Obtaining a binary operation on $X \rightarrow Y$ from a binary operation on $Y$. What, if anything, to make of this observation? Let $X$ and $Y$ denote sets. Then if $+$ is a binary operation on $Y$, then we can obtain a new binary operation $+'$ on $Y^X$ in a canonical way as follows.
$$(f+' g)(x) = f(x)+g(x)$$
Question. The other day, I noticed a suggestive-looking variant of the above definition. However, I'm not sure what to make of this observation. Does it have any particular significance?
The variant.
Let us firstly assign to each $x \in X$ an "evaluation" function $\tilde{x} : Y^X \rightarrow Y$ with defining property $\tilde{x}(f) = f(x).$ This allows $+'$ to be defined as follows, where it is understood that $f$ and $g$ range over all functions $X \rightarrow Y$ and $x$ ranges over every element of $X$.
$$\tilde{x}(f+' g) = \tilde{x}(f)+\tilde{x}(g)$$
In other words, we're defining that $+'$ is the unique binary operation such that for all $x \in X,$ we have that $\tilde{x}$ is a magma homomorphism with source $(Y^X, +')$ and target $(Y,+)$.
Does this final characterization of $+'$ have any particular significance and/or does it "go anywhere"?
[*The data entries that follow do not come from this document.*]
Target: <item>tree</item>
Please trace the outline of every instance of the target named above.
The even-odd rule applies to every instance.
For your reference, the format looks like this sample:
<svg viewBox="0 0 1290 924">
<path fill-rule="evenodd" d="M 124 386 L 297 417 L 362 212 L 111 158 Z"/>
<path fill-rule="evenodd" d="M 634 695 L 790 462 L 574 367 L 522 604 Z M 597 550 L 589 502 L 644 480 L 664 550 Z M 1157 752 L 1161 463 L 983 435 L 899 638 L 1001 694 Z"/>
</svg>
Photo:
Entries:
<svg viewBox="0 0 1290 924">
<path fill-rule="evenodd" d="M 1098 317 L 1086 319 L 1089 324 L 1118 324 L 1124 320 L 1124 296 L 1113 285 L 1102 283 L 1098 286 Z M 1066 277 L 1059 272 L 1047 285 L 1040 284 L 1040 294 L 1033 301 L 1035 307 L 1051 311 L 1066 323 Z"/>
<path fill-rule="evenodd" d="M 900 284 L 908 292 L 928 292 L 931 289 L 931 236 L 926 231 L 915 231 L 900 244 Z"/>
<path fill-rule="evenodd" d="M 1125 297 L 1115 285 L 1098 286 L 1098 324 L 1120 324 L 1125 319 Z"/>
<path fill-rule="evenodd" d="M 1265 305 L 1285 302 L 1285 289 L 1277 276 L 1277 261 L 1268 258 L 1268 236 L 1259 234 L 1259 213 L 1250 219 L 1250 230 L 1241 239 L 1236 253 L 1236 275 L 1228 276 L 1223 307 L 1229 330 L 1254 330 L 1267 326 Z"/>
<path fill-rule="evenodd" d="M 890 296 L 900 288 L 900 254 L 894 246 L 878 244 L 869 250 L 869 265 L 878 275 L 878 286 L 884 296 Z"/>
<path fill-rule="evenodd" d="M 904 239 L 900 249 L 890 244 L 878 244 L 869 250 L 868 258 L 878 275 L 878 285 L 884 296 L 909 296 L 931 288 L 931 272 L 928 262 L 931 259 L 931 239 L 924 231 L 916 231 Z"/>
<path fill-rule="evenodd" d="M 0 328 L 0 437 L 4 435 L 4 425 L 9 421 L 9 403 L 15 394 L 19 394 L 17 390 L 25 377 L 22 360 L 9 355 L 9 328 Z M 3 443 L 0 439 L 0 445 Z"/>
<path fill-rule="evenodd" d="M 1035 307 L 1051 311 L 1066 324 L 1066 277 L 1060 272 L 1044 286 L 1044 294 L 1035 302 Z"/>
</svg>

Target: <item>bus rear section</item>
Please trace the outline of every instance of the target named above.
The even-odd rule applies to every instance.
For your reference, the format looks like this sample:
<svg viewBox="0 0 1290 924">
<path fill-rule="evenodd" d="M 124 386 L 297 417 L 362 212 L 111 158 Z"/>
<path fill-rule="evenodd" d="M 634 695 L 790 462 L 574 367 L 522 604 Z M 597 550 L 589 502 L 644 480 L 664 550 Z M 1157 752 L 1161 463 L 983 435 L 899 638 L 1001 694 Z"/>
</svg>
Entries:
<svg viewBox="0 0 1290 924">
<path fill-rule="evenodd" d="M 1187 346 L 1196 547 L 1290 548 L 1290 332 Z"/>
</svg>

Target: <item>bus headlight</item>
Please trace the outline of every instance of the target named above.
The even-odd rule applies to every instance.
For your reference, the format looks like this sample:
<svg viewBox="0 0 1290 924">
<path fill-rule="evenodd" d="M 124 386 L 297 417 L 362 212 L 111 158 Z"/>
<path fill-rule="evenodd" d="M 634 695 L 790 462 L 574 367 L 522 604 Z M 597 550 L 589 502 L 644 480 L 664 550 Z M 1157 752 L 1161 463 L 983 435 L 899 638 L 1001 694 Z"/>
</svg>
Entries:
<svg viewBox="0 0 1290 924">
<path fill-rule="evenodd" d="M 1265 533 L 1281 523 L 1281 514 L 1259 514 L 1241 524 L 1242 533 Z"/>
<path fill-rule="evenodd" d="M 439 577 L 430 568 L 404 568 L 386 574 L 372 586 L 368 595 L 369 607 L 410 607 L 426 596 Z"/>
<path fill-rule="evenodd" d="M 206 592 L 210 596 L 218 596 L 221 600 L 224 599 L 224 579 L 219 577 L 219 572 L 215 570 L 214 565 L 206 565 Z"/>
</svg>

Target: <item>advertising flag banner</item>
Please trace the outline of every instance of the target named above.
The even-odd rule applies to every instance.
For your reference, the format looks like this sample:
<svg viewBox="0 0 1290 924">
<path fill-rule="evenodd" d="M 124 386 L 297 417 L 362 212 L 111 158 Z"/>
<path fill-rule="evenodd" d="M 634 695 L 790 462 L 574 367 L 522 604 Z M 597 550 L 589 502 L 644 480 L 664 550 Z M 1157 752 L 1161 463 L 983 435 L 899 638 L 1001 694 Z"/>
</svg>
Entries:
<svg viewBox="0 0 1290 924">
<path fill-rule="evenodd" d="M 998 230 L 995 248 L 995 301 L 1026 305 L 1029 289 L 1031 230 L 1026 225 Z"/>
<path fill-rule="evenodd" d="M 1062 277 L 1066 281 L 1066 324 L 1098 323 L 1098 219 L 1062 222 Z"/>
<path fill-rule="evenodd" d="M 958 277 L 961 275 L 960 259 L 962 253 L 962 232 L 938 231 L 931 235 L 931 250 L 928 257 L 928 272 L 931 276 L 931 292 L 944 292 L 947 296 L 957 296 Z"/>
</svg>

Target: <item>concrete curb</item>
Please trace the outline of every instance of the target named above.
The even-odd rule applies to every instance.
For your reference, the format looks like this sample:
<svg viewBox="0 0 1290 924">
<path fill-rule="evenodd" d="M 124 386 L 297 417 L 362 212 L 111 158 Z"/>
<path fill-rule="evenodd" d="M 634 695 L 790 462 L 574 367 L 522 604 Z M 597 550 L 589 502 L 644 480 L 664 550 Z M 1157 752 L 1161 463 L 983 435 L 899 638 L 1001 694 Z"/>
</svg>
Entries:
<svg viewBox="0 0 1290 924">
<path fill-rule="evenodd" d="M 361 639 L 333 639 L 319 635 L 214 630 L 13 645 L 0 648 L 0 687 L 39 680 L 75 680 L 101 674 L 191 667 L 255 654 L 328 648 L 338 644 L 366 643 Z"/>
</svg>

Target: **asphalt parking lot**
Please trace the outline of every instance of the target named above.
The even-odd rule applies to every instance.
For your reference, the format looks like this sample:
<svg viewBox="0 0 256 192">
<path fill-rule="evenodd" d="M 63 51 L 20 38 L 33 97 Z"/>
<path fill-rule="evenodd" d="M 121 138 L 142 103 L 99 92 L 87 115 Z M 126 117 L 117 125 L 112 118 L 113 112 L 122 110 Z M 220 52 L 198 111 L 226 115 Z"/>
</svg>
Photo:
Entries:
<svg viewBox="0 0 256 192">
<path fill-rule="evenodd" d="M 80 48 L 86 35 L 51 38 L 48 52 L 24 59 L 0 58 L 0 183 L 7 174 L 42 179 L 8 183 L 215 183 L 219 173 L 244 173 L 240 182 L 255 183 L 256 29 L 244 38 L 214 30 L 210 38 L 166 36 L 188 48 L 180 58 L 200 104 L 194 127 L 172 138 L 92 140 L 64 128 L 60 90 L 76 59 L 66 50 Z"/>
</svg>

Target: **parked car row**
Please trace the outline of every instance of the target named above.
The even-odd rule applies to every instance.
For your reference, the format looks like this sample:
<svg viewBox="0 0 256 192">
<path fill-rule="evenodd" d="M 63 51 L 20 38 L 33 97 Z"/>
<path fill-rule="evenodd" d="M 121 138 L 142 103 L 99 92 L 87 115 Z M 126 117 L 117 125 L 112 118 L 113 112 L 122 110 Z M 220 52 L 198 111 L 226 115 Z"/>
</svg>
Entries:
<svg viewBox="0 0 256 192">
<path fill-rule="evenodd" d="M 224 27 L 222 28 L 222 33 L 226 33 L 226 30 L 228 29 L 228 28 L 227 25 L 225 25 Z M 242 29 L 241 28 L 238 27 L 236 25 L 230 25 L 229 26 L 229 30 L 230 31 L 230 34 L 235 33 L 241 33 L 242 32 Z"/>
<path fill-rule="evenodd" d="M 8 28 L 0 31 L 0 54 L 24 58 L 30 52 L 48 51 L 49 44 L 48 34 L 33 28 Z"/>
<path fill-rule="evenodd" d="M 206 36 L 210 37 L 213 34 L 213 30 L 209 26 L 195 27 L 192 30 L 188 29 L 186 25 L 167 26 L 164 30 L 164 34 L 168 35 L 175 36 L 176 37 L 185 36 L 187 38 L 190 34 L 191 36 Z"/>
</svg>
 A: In fact, this is part of a larger story, initiated by Freyd in his paper "Algebra valued functors in general and tensor products in particular".
If $\mathcal{A}$ is a category of algebraic structures with forgetful functor $U : \mathcal{A} \to \mathsf{Set}$, then one can define $\mathcal{A}$-objects in an arbitrary category $\mathcal{C}$ as follows: These are objects $X \in \mathcal{C}$ equipped with a factorization of $\hom(-,X) : \mathcal{C}^{op} \to \mathsf{Set}$ over $U$. In other words, $\hom(Y,X)$ acquires the structure of an object of $\mathcal{A}$, naturally in $Y$. If $\mathcal{C}$ has products, these objects can also be described internally to $\mathcal{C}$ - this is an application of the Yoneda Lemma. For example, a group object is an object $X$ equipped with morphisms $X \times X \to X$ (multiplication), $1 \to X$ (unit), $X \to X$ (inversion) such certain diagrams commute, which correspond to the usual group axioms. This is a very important notion, it includes groups, topological groups, Lie groups, and under a suitably generalization even Hopf algebras.
More simply, a magma object is an object $X$ equipped with a morphism $m : X \times X \to X$. If $Y$ is an arbitrary object, then $\hom(Y,X)$ becomes a magma, as already mentioned above. The operation is just
$$\hom(Y,X) \times \hom(Y,X) \cong \hom(Y,X \times X) \xrightarrow{m_*} \hom(Y,X).$$
This is what you have observed for the category of sets.